- Mark Brake/Getty Images
- Tesla will restructure in an effort to streamline it’s business, CEO Elon Musk told employees Monday.
- The shuffle comes in the wake of a management shakeup that has seen one high-ranking engineer head to competing Waymo and Tesla’s chief engineer take a leave of absence.
- Follow Tesla’s stock price in real-time here.
The reorganization was announced via an internal memo from Musk, a Tesla spokesperson confirmed to Business Insider, and aims to “improve communication,” while “combining functions” and “trimming activities that are not vital to the success” of Tesla’s mission.
It’s something Musk hinted at on the company’s highly-unusual earnings call earlier this month when he said one would likely be required to achieve profitability this year. The announcement comes just days after a Wall Street Journal report late Friday said the company’s head of engineering was taking leave of absence.

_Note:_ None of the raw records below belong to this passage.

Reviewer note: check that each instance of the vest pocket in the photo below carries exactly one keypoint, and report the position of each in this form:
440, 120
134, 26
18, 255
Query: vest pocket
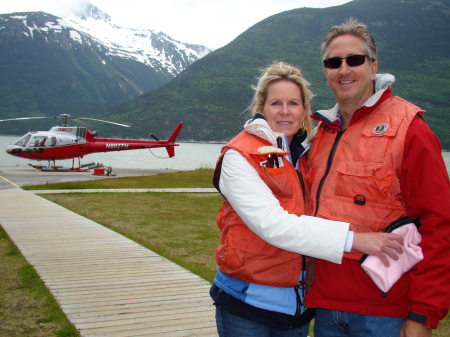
361, 182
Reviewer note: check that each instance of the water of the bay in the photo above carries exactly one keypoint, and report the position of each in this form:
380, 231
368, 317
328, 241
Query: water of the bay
188, 156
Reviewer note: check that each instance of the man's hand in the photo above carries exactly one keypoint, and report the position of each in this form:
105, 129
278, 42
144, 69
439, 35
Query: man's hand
414, 329
379, 244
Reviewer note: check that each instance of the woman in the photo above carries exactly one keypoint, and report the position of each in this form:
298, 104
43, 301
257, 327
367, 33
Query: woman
258, 289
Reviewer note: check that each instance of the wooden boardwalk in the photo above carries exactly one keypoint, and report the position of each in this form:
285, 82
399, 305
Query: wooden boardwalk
106, 284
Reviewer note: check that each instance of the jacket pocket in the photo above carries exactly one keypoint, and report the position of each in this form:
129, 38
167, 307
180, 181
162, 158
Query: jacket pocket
364, 183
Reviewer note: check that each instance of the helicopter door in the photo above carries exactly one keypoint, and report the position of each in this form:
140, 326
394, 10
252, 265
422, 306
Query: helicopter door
23, 141
37, 141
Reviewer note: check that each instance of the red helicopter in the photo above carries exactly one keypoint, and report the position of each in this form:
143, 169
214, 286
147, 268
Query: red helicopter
70, 142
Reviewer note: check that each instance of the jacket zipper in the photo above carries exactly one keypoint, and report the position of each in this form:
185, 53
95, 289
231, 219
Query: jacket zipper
302, 185
327, 171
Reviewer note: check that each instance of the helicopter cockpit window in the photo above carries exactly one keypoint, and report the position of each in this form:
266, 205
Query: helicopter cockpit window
23, 141
37, 141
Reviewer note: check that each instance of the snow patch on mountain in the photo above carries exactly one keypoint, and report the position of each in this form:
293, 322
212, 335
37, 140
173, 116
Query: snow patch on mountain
151, 47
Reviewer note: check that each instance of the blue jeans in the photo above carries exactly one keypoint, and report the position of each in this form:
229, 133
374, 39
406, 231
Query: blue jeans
330, 323
230, 325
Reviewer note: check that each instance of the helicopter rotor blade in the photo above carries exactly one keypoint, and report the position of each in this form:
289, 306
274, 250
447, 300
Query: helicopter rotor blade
100, 120
79, 120
21, 118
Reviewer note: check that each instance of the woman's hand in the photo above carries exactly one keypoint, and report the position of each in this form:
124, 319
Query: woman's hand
379, 244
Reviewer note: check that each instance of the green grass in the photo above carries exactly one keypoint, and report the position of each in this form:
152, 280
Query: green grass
178, 226
200, 178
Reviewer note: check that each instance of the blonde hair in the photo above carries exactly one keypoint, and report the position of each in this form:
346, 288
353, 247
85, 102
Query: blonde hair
282, 71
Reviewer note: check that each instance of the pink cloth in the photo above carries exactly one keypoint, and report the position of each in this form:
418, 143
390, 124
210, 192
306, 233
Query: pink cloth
385, 277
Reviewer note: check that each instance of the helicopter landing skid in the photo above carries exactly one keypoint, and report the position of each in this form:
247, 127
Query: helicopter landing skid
60, 168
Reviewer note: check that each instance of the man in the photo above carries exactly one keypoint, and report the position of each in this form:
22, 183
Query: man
372, 161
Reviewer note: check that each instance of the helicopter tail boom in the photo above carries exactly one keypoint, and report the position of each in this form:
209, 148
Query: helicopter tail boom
173, 137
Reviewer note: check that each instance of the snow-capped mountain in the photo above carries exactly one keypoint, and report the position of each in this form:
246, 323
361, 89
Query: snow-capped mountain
81, 63
153, 48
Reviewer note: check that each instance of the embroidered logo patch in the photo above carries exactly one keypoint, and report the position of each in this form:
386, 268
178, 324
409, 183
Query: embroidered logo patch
380, 128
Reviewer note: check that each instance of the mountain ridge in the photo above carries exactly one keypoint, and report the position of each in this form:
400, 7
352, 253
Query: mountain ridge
212, 94
51, 65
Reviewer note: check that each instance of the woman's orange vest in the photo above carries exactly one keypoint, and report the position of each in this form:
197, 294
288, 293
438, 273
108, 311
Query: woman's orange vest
362, 185
242, 254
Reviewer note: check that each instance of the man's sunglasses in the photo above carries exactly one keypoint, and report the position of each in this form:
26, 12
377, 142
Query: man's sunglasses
352, 61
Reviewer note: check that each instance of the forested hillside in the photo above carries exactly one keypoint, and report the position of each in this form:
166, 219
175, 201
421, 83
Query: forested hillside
211, 95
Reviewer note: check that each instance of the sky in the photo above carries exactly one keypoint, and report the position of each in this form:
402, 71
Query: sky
212, 23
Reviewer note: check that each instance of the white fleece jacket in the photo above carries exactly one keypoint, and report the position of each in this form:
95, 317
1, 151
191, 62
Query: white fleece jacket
254, 202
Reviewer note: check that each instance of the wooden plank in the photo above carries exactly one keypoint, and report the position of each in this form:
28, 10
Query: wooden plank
106, 284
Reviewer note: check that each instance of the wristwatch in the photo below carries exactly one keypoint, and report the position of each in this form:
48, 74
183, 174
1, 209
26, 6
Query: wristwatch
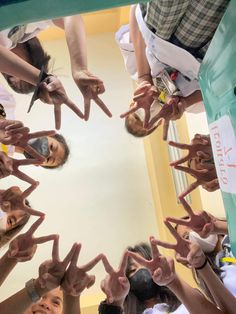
32, 293
105, 308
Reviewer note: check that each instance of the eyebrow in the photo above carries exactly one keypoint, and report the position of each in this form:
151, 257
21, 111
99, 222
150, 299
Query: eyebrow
58, 298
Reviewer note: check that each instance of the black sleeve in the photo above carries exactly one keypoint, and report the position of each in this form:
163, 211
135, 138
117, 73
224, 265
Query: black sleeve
105, 308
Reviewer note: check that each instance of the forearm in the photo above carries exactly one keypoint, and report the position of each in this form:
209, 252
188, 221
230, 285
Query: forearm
13, 65
143, 68
193, 299
225, 300
6, 266
71, 305
76, 42
192, 99
20, 301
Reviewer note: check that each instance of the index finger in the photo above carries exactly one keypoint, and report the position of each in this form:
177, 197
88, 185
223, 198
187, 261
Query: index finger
108, 268
123, 262
21, 175
190, 188
74, 108
33, 212
172, 230
131, 110
141, 260
165, 129
44, 239
30, 189
75, 256
178, 221
92, 263
57, 115
69, 256
104, 108
165, 111
35, 226
55, 250
154, 249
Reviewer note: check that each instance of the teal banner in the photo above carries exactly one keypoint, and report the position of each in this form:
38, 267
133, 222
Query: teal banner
16, 12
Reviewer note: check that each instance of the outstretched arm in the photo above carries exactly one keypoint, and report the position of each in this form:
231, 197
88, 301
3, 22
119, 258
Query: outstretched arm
6, 266
13, 65
143, 68
76, 40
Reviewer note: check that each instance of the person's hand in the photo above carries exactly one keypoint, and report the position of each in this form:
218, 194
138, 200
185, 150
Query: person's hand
90, 87
194, 149
181, 247
18, 200
24, 139
24, 246
16, 163
196, 257
76, 278
173, 109
53, 92
144, 95
52, 271
202, 177
115, 285
200, 222
11, 131
161, 267
6, 168
211, 186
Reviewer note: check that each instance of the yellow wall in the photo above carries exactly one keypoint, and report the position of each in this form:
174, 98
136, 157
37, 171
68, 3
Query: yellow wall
163, 186
95, 23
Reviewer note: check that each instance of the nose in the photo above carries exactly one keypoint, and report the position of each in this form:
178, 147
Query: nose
44, 304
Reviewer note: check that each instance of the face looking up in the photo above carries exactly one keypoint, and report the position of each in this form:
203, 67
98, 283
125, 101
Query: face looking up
50, 303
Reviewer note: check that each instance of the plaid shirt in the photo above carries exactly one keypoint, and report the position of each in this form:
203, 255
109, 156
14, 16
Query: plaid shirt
189, 24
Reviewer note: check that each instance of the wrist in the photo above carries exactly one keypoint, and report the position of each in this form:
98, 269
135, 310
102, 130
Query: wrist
202, 264
76, 70
173, 283
40, 290
145, 78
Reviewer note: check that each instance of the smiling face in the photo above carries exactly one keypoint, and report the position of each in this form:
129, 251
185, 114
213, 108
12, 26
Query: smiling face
10, 207
56, 153
50, 303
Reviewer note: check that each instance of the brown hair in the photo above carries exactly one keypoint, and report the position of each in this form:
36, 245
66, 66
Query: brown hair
132, 305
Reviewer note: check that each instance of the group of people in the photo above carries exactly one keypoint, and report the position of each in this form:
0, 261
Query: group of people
163, 47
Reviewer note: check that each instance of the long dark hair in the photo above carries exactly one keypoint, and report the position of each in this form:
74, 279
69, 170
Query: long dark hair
132, 304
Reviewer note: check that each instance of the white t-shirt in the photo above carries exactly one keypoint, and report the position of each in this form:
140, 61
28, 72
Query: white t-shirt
163, 308
7, 111
10, 37
159, 59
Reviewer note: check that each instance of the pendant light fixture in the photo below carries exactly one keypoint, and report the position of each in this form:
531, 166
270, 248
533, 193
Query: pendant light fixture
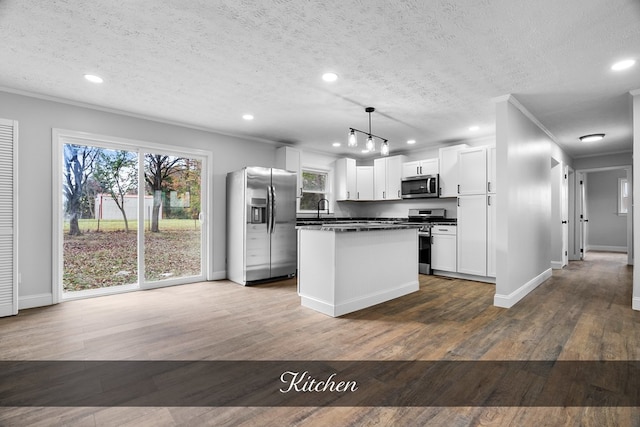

Doug Field, Tesla’s senior vice president of engineering since 2014, is “taking some time off to recharge and spend time with his family” but has not left the company, a spokesperson told the paper. Field joined Tesla from Apple in 2013, according to his LinkedIn profile.
Field’s absence is particularly significant considering he was one of just four executives listed on Tesla’s last proxy statement, along with the chief financial officer, chief technology officer, and Musk himself. Musk has praised Field in the past, calling him “one of the world’s most talented engineering execs” in a recent tweet.
Separately, Matthew Schwall, Tesla’s director of field performance engineering, has departed the company for rival Waymo, which is owned by Google-parent Alphabet, the WSJ reported citing sources familiar with the decision.
Reorganization is likely to be a big focus of the company’s upcoming shareholder meeting on June 5. Last week, an activist investor group representing union pensions wrote a letter urging shareholders to vote against the re-appointment of the head of Tesla’s board as well as Elon’s brother, Kimball.
Tesla remains the most popular stock on Wall Street for short-sellers, investors betting its price will drop, a position it has held for two years. Short interest, a measure of bets that a stock will drop, sits at $11.75 billion, outpacing the next-most-shorted company, Apple, by more than $1 billion, according to data compiled by the financial-analytics firm S3 Partners.